Foreign policy is the same; on the one side, President Bush wishes to attack every problem with an Insta-Solution: democracy. Iran, Russia, North Korea, Iraq, Palestine--all of these problems could theoretically be solved by sweeping aside their leadership, and instituting 'democracy.' This ignores their complex histories, the billions of individual forces which are the swirling and pushing in every different directions. Others, currently led by Ron Paul, have a different approach: withdrawing from the foreign policy sphere. While a movement toward disengagement might be appropriate at the moment, isolationism is not how America can use its considerable position in the world to make it better--for itself as well as for everyone else.

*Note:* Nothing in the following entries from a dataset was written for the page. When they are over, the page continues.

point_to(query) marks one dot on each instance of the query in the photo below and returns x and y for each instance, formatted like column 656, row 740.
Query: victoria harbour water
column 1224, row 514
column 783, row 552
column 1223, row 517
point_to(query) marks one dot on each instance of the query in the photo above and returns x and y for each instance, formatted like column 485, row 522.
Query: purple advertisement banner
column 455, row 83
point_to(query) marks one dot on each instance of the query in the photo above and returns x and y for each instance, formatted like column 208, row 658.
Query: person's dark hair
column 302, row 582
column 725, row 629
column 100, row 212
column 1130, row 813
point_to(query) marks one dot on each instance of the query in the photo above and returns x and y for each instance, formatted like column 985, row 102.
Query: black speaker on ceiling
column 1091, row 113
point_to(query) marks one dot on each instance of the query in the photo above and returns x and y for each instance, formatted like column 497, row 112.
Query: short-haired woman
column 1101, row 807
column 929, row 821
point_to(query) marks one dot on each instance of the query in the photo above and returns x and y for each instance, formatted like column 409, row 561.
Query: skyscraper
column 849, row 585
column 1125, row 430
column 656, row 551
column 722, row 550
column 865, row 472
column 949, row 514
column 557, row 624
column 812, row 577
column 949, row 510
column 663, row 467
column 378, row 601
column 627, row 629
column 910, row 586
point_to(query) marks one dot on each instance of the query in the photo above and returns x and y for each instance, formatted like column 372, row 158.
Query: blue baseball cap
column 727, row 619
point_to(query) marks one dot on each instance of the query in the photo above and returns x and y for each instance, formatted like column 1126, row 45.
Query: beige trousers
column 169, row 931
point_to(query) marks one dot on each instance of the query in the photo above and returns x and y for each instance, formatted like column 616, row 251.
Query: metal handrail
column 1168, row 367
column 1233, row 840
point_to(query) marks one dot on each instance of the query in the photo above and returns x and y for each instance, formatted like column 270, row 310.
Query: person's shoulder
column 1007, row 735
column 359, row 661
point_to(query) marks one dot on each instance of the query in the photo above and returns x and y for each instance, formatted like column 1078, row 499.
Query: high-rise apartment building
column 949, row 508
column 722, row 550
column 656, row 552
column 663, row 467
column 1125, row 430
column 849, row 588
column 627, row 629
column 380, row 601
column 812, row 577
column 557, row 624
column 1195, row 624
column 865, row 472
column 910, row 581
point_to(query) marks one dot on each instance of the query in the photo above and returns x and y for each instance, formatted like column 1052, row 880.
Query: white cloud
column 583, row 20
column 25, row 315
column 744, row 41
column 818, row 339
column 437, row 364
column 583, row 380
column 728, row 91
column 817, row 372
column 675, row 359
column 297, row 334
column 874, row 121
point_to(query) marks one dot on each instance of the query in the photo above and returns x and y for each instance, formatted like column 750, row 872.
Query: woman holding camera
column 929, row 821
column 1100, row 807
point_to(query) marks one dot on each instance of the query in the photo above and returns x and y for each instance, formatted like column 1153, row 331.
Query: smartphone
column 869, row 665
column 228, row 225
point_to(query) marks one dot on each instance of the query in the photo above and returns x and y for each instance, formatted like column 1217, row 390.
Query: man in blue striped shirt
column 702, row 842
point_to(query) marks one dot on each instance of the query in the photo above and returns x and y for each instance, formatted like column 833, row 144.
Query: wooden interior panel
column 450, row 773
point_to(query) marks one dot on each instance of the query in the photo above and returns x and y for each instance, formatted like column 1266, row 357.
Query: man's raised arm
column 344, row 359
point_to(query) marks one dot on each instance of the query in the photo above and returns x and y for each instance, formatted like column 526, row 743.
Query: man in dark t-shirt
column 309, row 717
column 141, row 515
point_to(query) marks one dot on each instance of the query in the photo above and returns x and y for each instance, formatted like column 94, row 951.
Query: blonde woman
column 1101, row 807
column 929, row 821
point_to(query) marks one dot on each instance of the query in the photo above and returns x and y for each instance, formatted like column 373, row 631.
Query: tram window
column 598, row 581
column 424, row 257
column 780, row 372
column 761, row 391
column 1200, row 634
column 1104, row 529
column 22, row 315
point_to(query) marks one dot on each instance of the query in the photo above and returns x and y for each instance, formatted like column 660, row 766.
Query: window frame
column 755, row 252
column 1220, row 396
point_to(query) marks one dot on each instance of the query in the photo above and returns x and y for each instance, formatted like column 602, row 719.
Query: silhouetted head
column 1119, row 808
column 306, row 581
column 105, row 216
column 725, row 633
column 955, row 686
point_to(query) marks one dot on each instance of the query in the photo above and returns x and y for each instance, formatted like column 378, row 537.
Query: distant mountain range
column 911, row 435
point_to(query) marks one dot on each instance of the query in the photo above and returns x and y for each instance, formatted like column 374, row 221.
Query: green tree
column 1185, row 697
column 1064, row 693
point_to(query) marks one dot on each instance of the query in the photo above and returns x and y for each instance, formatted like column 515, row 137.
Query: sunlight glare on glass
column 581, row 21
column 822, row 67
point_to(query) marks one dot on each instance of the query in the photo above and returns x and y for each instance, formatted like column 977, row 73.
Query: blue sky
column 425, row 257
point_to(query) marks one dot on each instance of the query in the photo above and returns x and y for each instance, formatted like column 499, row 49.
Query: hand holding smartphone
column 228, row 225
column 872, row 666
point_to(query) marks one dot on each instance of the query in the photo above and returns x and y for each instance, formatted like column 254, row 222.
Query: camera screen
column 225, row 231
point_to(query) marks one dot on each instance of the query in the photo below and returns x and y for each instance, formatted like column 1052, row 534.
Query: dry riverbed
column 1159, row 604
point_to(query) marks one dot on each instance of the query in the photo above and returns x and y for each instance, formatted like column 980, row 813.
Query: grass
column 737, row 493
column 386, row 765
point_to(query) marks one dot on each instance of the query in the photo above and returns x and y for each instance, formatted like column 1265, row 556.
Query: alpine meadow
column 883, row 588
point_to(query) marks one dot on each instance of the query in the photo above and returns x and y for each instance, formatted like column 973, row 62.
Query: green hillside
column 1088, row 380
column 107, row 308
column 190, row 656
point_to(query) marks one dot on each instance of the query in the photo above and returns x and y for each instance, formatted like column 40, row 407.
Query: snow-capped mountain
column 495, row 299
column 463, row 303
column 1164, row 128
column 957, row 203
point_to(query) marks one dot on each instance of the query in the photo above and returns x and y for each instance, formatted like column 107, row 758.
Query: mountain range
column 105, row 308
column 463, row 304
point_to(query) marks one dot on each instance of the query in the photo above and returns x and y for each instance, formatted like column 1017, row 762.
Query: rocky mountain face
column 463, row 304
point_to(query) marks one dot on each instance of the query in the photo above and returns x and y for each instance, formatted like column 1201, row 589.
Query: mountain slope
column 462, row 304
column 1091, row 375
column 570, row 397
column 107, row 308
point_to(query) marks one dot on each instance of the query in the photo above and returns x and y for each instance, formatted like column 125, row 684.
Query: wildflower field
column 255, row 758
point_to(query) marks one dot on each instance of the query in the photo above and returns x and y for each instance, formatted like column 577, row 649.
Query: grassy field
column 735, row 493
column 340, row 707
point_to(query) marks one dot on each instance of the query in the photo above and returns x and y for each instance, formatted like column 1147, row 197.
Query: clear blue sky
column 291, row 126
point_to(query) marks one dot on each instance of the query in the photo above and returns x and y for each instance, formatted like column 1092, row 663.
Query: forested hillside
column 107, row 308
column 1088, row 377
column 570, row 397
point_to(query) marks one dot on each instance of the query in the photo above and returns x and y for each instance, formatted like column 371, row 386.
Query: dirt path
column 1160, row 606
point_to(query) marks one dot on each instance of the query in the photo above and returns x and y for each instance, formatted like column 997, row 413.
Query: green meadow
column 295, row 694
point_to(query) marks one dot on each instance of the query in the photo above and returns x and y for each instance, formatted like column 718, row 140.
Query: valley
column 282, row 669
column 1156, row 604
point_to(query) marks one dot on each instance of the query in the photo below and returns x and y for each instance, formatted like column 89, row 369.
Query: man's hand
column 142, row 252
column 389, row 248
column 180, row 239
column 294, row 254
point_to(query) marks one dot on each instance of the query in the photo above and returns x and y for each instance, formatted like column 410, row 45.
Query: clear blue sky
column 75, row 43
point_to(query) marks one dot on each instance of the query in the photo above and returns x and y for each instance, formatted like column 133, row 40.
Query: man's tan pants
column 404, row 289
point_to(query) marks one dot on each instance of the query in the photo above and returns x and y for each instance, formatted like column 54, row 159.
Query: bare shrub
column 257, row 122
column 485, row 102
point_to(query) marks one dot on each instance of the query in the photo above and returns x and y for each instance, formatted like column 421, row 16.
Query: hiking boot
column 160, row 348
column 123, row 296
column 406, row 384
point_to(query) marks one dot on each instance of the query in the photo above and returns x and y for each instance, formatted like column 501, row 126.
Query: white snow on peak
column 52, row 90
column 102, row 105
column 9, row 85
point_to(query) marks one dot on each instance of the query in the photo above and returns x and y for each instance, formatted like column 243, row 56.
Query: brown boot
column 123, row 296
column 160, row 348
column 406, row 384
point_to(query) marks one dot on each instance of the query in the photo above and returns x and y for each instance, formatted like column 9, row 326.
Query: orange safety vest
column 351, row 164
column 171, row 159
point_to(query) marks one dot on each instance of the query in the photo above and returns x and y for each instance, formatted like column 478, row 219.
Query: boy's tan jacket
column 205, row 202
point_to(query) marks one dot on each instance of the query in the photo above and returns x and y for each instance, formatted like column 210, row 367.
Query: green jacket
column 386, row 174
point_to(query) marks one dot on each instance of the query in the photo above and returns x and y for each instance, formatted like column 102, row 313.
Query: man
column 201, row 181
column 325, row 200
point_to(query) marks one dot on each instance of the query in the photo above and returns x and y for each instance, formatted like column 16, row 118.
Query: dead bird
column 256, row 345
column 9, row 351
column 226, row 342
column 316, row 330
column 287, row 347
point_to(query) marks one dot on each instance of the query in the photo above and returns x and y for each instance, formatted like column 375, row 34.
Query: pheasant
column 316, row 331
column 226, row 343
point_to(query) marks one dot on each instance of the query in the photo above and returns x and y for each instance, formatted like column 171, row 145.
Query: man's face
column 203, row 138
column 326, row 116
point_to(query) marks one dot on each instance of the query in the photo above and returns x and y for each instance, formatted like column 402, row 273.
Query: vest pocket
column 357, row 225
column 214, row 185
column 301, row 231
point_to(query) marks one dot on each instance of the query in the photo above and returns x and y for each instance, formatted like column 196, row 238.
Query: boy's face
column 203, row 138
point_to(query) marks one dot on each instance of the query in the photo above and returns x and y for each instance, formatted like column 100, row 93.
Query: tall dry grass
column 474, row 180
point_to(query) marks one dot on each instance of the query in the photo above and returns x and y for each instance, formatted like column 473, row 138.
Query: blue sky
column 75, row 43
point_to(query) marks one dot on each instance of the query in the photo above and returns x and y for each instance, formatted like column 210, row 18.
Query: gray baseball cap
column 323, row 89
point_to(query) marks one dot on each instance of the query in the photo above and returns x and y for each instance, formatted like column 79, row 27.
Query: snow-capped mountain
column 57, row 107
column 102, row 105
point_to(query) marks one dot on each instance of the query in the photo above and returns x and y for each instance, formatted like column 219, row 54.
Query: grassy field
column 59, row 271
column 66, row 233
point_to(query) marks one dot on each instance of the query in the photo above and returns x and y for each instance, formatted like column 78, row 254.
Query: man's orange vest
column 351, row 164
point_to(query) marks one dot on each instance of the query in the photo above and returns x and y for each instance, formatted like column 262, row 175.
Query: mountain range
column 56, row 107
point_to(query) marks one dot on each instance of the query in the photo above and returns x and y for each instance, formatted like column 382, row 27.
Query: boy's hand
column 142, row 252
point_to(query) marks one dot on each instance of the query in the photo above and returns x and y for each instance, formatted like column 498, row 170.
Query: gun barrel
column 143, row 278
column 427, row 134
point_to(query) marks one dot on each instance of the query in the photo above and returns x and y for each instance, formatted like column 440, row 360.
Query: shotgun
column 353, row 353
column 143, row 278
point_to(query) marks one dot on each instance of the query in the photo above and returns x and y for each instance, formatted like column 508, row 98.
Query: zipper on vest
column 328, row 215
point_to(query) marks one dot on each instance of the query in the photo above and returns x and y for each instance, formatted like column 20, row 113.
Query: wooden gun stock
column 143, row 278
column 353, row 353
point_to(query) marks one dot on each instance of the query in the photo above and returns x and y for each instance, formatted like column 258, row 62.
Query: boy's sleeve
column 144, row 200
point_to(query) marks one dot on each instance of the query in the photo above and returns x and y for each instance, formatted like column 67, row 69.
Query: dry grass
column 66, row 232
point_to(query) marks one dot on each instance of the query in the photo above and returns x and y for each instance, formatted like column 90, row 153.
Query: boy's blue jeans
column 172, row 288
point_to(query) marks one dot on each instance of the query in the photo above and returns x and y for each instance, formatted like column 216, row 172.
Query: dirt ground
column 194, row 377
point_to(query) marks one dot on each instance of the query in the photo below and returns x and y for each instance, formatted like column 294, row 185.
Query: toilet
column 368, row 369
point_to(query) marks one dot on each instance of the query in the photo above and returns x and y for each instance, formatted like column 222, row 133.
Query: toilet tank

What American politicians lack is the care, attention, and complex conversation with the rest of the world which leads to smart foreign policy. When we discuss foreign policy, we don't reduce the problem; we reduce our approach to it. We approach it in reductive terms; that is to say, reductionist. And reductionist thinking is absolute thinking because what reductionism and absolutism share is an inability to deal with complexity. Complexity is caused by different forces in different directions. Iraq is not just Sunni versus Shiite.

If we attempt to solve the problems facing our culture by reducing complexity into simplicity, and attempting to solve those 'simple' problems with absolute principles, we will fail. If we lump problems together into massive, fear-inducing entities (the War on Terror; the War on Poverty; the War on Drugs), then we will fail. But if we, as a community, break apart these problems into small, workable chunks, then each of us can play a part in solving these problems. We can only solve these many particles of problems if we're in conversation about these problems, but it will no longer be like climbing Darwin's Mount improbable.